But the Chargers aren't in position to exhale too deeply. They realize if they want to make the playoffs for the second time since 1995, it's games like the ones against the 49ers which must be handled smartly.
What the Chargers hope prevents them from taking a foe lightly after a big win is coach Marty Schottenheimer's midnight rule. Regardless off the outcome of that week's game, it is retired by midnight Monday night.
"Like golf, they say you got to stay in the moment, deal with now," Schottenheimer said. "If you hit one out of bounds, you put it on the tee and you have to hit it in play somewhere."
So if a particular Chargers' opponent is or isn't up to par, Schottenheimer stresses to his players to place it aside.
"Each of us have a finite ability to focus and some of us focus better than others," he said. "But the reality is don't get involved with dealing with things that you have no further control over because you are wasting your time, you're taking away your focus for the next event, whatever it might be.
"The whole idea is that you recognize the fact you can't do anything about -- it is over. All you can do is look forward because if you find yourself distracted by what has already happened, you become less efficient in what you have to do. So you put it aside and you move on, that is the essence of it."
The players have bought into the idea, although they admit some weeks are more challenging than others.
"That is why this is the toughest sport to deal with, I think, from week to week," quarterback Philip Rivers said. "You don't get but 16 shots and you are either in or out after that.
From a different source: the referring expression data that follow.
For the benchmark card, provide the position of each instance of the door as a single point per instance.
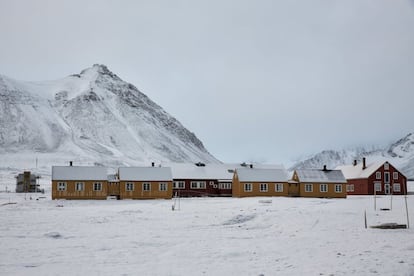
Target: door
(387, 189)
(387, 177)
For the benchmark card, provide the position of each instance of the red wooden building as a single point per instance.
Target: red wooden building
(199, 179)
(379, 178)
(193, 180)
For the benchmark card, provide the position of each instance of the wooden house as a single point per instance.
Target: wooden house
(27, 182)
(379, 177)
(249, 182)
(194, 180)
(320, 183)
(79, 182)
(145, 182)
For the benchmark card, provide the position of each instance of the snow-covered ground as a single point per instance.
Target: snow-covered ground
(207, 236)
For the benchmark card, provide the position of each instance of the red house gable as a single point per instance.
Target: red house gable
(378, 177)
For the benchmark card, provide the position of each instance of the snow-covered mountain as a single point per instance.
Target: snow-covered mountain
(91, 117)
(400, 154)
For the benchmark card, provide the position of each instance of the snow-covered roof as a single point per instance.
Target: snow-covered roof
(145, 174)
(223, 172)
(325, 176)
(262, 175)
(355, 172)
(79, 173)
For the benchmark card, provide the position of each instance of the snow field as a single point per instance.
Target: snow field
(207, 236)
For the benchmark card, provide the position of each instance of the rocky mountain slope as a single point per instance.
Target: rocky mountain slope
(91, 117)
(399, 153)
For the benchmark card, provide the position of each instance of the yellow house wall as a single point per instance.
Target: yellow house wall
(271, 189)
(235, 186)
(139, 193)
(71, 193)
(317, 193)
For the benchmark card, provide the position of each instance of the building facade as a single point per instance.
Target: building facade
(320, 183)
(380, 178)
(75, 182)
(248, 182)
(145, 182)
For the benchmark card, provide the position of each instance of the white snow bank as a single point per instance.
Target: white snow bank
(208, 236)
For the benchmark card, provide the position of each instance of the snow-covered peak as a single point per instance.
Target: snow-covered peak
(400, 154)
(94, 116)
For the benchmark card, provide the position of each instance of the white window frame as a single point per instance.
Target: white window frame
(97, 186)
(350, 188)
(146, 186)
(179, 184)
(396, 187)
(279, 187)
(264, 187)
(198, 185)
(61, 186)
(225, 186)
(338, 188)
(395, 175)
(387, 175)
(309, 188)
(248, 187)
(129, 186)
(163, 186)
(80, 186)
(377, 186)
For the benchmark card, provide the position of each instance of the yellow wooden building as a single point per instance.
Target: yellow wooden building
(260, 182)
(79, 182)
(320, 183)
(145, 182)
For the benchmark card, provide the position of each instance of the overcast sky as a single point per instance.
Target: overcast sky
(267, 81)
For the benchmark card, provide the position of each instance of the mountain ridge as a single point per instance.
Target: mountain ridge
(400, 153)
(94, 115)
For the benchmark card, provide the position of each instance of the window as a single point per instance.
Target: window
(387, 177)
(163, 186)
(397, 187)
(279, 187)
(129, 186)
(79, 186)
(146, 186)
(198, 184)
(395, 175)
(178, 185)
(97, 186)
(61, 186)
(225, 186)
(338, 188)
(248, 187)
(263, 187)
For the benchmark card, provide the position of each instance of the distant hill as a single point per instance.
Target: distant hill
(93, 117)
(399, 153)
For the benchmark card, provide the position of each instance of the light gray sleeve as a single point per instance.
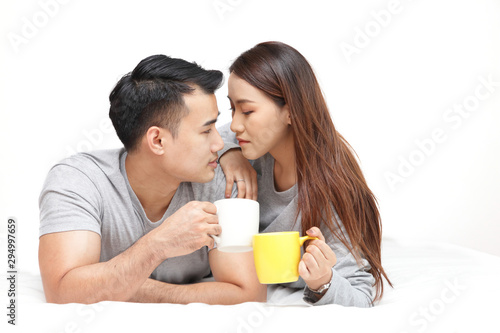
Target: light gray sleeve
(229, 139)
(351, 284)
(69, 201)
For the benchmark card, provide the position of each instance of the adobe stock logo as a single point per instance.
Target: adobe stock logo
(31, 26)
(454, 117)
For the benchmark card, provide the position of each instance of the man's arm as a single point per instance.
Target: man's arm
(235, 282)
(71, 271)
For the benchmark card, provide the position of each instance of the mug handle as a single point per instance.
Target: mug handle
(304, 238)
(216, 240)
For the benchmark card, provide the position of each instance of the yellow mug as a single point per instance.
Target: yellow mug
(277, 256)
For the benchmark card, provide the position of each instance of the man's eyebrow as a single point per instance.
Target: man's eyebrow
(212, 121)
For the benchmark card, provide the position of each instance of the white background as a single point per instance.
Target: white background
(59, 64)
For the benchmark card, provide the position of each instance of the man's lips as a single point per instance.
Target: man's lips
(213, 163)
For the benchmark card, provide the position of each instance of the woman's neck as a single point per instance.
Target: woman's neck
(285, 171)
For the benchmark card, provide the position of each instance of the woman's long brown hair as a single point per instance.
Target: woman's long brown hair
(328, 175)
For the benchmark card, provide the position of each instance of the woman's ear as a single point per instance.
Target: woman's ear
(287, 110)
(156, 139)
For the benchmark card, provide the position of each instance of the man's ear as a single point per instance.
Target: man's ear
(156, 139)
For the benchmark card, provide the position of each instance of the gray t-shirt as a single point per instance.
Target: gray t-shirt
(352, 285)
(90, 191)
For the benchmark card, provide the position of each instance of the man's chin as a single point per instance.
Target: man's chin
(208, 177)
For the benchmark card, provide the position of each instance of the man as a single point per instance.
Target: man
(135, 224)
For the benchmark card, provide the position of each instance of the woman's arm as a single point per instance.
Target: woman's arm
(350, 285)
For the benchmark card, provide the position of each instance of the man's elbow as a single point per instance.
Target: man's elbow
(257, 293)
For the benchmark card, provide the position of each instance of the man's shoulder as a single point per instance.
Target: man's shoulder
(210, 191)
(99, 161)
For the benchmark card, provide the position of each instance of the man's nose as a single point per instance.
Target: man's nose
(218, 143)
(236, 124)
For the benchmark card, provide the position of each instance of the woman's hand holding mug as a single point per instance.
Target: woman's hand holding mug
(315, 268)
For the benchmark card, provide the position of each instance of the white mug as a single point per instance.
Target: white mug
(239, 220)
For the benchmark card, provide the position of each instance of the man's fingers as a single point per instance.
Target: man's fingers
(229, 186)
(255, 187)
(209, 207)
(242, 188)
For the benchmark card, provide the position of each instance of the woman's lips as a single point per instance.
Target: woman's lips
(242, 142)
(213, 164)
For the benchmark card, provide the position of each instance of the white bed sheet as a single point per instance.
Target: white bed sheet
(437, 288)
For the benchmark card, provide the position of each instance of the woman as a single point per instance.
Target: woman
(309, 179)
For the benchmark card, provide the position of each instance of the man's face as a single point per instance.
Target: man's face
(192, 155)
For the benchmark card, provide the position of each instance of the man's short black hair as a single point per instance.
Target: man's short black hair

So you gear back up because you don't have many opportunities."
Rivers made the most of his latest chance, directing the Chargers to a come-from-behind victory over the Steelers. Rivers helped erase a 13-7 deficit for a 23-13 victory in his fourth NFL start.
"I didn't play perfect, I made some mistakes," Rivers said. "It was a good win and a good step. I still have a ways to go."
But Rivers is quickly gaining the confidence of his teammates. Not that they had questioned it when the Chargers made the decision to let Drew Brees flee to New Orleans. But there is a difference between talking a good game and playing a few in a similar fashion.
"Philip is getting comfortable," LaDainian Tomlinson said.
Added Antonio Gates: "Since Day 1 we had faith he was going to do it and he did it."
Rivers has done it with a load of expectations. Club officials have stated they expect to go deep into the playoffs, despite a quarterback with just a handful of starts.
And Rivers' play becomes more important as defenses continually dare the Chargers to beat them through the air by loading up against the run.
The surreal moment of the night came not during the game, but after it.
After filing my stories for my newspaper, I went with another reporter to get on the elevator and head down to the locker rooms. A security guard stopped us saying, "We're holding the elevator for Mr. Madden."
I explained in less-than-pleasant terms that we were on deadline and needed to get quotes to call back to our papers, while "Mr. Madden's" work was finished for the evening.
Just then, another security guard came out and said that "Mr. Madden" was running late and they could send the elevator down again.
We got on and went down one floor where the elevator stopped, allowing Dan and Art Rooney and Dean Spanos to get on.
What kind of world do we live in when some TV schlub can hold up an elevator for himself, but the owners of the teams can climb aboard one with us common folk?
The people who voted for Madden for the Pro Football Hall of Fame should be ashamed.
Rivers fits what the Chargers do more than Roethlisberger would have. Then again, the Chargers' coaching staff has done a good job of accentuating the things that Rivers does well. He's very accurate on his short and mid-range passes.